A first light source;
A second light source having a higher S / P ratio than the first light source, which is a ratio of dark place brightness and photo place brightness;
Light distribution control is performed so that light from the first light source is emitted toward the inside in the vehicle width direction in front of the vehicle, and light from the second light source is emitted to the outside in the vehicle width direction in front of the vehicle. An optical control unit for controlling light distribution as described above,
The vehicular illumination device, wherein the optical control unit includes a partition unit that partitions light of the first light source and the second light source in one housing. The vehicle lighting device according to claim 1,
The vehicular lighting device, wherein the partition portion is configured by a reflector that reflects light from the first light source and the second light source. In the vehicle lighting device according to claim 1 or 2,
The optical control unit performs light distribution control so that a part of light from at least one of the first light source and the second light source is irradiated in a direction intersecting a traveling direction of the vehicle. The vehicle lighting device. The vehicle lighting device according to claim 3,
The optical control unit controls the light distribution so that the light from the first light source is emitted toward the inner side in the vehicle width direction in the front direction of the vehicle, and the light from the second light source is forward of the vehicle. A first light distribution control unit that performs light distribution control so that the light is emitted to the outside in the vehicle width direction, and is integrally formed with the first light distribution control unit and is formed from at least one of the first light source and the second light source. A vehicle lighting device comprising: a second light distribution control unit that performs light distribution control so that a part of the light is irradiated in a direction that intersects a traveling direction of the vehicle. The vehicle lighting device according to claim 4,
The optical control unit emits light from the first light source toward the inside in the vehicle width direction in front of the vehicle so as to correspond to the first and second light sources provided on one side in the vehicle width direction.

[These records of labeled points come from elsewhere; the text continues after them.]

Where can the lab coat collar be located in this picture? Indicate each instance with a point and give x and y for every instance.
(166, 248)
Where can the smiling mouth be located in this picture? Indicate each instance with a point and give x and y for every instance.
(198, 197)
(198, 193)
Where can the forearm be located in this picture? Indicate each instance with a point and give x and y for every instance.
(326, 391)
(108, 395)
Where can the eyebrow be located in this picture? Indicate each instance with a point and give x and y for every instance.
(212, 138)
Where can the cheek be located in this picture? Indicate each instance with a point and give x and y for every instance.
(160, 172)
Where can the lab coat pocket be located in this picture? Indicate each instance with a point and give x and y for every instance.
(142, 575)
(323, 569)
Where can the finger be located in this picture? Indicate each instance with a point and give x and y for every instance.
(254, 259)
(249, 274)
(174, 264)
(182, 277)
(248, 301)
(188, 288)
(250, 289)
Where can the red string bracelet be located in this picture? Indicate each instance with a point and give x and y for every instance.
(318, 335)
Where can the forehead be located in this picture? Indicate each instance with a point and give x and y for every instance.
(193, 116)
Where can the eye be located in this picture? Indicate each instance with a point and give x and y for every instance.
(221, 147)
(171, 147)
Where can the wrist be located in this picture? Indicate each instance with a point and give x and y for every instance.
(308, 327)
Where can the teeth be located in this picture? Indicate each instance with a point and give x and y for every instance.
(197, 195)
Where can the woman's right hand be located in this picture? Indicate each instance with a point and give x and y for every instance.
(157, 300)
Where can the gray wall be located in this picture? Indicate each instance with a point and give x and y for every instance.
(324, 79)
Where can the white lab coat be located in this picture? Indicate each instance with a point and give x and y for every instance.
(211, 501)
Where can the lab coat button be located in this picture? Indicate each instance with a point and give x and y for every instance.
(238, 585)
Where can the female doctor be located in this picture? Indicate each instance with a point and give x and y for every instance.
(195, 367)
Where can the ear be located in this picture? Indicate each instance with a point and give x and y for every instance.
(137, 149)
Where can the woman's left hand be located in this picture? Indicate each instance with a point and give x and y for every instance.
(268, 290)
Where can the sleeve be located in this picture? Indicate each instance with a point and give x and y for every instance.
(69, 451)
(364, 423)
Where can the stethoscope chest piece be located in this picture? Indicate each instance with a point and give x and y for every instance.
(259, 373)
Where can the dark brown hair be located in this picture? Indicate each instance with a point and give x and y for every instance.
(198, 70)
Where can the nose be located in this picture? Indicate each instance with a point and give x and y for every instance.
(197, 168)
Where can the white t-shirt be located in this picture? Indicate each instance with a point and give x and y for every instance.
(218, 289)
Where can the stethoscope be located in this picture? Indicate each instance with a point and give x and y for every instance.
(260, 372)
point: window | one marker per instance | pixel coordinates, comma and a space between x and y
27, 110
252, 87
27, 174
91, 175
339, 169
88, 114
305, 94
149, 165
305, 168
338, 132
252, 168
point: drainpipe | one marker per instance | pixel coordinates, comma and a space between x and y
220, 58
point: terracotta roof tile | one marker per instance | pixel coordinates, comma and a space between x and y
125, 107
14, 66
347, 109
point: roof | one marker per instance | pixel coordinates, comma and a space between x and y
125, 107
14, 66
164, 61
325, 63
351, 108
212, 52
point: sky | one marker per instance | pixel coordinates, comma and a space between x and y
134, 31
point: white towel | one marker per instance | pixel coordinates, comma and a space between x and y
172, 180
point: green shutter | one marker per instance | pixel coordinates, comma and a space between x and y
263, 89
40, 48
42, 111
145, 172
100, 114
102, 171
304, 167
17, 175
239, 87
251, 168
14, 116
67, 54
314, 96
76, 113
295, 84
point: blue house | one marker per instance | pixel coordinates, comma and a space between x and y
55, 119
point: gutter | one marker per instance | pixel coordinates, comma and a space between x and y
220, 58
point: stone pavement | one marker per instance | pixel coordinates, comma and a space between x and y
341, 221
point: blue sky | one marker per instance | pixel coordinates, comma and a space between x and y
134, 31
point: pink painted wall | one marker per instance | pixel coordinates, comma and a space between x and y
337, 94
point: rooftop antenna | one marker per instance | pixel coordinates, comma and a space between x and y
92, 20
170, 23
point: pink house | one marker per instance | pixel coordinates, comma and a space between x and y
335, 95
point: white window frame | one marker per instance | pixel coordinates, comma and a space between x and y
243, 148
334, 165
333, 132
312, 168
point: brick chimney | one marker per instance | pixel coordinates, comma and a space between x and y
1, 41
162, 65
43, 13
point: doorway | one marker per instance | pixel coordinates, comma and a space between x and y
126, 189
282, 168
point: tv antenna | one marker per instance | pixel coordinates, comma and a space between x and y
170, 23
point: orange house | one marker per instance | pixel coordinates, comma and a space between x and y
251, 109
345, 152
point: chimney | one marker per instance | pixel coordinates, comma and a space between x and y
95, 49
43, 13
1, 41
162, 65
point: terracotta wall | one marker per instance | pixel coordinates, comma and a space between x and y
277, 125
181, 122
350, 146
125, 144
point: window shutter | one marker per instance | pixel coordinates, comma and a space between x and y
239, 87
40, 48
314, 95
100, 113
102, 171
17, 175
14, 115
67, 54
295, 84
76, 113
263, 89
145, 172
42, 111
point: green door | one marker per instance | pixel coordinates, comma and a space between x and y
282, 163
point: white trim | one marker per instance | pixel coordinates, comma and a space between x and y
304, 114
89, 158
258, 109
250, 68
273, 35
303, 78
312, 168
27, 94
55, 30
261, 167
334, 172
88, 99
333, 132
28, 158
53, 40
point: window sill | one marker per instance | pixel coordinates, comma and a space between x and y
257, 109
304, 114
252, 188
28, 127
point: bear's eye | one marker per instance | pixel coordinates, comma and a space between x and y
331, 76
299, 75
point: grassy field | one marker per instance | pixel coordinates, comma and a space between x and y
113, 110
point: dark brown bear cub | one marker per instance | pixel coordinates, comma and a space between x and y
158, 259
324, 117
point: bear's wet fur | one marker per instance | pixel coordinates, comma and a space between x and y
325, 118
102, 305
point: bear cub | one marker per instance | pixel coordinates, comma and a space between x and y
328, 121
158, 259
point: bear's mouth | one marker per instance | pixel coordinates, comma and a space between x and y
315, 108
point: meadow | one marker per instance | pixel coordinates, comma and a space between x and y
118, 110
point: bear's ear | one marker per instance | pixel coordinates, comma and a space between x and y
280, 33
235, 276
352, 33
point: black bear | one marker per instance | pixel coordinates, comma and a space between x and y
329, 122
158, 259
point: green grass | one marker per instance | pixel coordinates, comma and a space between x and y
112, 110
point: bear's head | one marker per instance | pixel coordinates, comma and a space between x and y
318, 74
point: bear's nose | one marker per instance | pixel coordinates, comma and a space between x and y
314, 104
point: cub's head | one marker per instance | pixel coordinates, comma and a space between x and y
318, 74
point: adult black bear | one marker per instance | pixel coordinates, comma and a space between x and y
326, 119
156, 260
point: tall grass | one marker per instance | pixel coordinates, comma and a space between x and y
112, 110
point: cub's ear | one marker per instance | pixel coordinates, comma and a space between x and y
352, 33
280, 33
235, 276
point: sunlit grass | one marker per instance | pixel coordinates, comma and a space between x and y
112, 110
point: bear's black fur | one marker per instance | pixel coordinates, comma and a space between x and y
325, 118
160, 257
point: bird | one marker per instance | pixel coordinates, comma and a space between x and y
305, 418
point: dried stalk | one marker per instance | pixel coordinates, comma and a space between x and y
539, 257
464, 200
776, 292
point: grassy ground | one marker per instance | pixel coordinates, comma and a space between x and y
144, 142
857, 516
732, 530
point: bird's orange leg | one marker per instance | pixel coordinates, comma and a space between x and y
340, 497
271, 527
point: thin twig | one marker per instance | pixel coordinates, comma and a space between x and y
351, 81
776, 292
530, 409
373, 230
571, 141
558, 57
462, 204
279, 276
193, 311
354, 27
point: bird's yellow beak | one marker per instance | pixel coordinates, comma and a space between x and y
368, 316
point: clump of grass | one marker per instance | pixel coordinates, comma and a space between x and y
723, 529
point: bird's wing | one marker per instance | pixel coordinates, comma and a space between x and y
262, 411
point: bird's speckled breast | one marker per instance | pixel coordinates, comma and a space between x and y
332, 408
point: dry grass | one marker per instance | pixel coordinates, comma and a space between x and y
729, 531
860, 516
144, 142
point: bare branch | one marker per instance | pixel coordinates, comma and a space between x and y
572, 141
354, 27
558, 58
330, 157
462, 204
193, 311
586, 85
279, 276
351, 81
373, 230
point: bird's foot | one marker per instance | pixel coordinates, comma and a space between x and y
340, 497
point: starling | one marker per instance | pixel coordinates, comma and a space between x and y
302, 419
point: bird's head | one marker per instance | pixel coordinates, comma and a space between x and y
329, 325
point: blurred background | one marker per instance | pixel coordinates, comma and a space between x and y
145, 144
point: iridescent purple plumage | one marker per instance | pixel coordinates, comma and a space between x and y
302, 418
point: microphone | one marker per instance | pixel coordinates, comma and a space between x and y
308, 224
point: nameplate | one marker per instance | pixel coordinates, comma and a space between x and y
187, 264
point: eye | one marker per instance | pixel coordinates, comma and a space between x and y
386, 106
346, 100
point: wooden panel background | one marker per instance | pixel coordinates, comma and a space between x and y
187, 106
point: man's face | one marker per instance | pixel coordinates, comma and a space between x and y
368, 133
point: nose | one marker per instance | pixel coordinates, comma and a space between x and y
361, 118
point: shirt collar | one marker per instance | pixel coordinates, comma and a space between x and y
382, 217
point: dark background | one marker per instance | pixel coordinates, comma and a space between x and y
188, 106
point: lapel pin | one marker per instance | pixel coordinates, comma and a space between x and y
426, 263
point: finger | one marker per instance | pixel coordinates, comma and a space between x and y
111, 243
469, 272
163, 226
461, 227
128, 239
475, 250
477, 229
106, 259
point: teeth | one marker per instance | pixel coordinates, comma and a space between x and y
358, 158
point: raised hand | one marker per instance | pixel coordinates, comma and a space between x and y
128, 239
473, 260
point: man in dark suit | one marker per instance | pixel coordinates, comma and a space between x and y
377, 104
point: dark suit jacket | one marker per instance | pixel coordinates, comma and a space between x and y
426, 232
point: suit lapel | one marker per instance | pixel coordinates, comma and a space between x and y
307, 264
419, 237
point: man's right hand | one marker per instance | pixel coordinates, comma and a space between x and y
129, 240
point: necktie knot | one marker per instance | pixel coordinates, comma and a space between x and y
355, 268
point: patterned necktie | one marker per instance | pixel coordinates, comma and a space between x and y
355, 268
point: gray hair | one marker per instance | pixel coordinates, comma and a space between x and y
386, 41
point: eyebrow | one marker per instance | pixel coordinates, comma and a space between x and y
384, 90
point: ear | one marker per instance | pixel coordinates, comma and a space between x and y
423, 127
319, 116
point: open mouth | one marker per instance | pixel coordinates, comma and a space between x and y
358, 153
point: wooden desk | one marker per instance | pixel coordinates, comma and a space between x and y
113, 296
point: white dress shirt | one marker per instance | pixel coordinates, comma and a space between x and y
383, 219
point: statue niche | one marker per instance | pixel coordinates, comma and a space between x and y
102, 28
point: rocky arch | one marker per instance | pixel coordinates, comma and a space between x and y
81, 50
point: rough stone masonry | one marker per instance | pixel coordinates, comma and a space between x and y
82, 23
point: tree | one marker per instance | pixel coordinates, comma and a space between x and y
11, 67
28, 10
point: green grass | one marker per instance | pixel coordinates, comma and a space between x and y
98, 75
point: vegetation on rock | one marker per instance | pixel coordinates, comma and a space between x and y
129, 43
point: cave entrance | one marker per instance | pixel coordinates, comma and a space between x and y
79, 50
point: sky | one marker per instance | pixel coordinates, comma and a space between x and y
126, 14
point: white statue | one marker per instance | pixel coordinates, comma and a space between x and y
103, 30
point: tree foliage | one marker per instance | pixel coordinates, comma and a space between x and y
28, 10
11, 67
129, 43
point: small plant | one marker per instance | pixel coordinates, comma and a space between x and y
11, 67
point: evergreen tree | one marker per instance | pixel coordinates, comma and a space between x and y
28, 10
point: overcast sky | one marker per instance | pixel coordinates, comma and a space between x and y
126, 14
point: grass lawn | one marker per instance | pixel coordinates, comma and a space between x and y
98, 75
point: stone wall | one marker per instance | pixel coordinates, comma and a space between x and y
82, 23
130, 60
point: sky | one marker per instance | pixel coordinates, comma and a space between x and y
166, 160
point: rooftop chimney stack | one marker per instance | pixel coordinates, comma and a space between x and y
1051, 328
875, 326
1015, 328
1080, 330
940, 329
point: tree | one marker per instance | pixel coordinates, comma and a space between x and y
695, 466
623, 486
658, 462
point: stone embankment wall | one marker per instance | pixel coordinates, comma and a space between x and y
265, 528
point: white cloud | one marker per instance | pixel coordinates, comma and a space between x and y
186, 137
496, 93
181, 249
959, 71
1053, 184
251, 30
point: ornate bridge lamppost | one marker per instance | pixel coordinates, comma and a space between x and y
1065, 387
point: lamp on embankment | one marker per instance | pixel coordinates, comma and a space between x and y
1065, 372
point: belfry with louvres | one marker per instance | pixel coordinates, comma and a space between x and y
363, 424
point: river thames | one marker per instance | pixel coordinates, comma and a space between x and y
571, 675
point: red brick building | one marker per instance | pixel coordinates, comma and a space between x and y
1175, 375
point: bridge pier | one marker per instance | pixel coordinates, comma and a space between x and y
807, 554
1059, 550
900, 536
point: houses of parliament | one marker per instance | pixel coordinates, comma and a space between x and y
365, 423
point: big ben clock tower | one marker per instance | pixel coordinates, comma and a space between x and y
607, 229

A third light distribution control unit that controls the light distribution so that the light from the second light source is irradiated in the vehicle width direction outside in front of the vehicle,
The first light distribution control unit and the second light distribution control unit are provided on one side in the vehicle width direction so as to correspond to the first and second light sources provided on one side in the vehicle width direction,
The third light distribution control unit is provided on the other side in the vehicle width direction so as to correspond to the first and second light sources provided on the other side in the vehicle width direction. The vehicle lighting device according to claim 3,
The optical control unit controls the light distribution so that the light from the first light source is emitted toward the inside in the vehicle width direction in front of the vehicle, and the light from the second light source in the front of the vehicle. A light distribution control unit that performs light distribution control so that the light is emitted to the outside in the vehicle width direction, and a reflective material that is deposited on the light distribution control unit,
The reflective material controls light distribution so that a part of light from at least one of the first light source and the second light source is irradiated in a direction intersecting a traveling direction of the vehicle. Vehicle lighting device. In the vehicle lighting device according to any one of claims 3 to 6,
The vehicular illumination device, wherein the optical control unit performs light distribution control so that a part of light from the second light source is irradiated in a direction intersecting a traveling direction of the vehicle.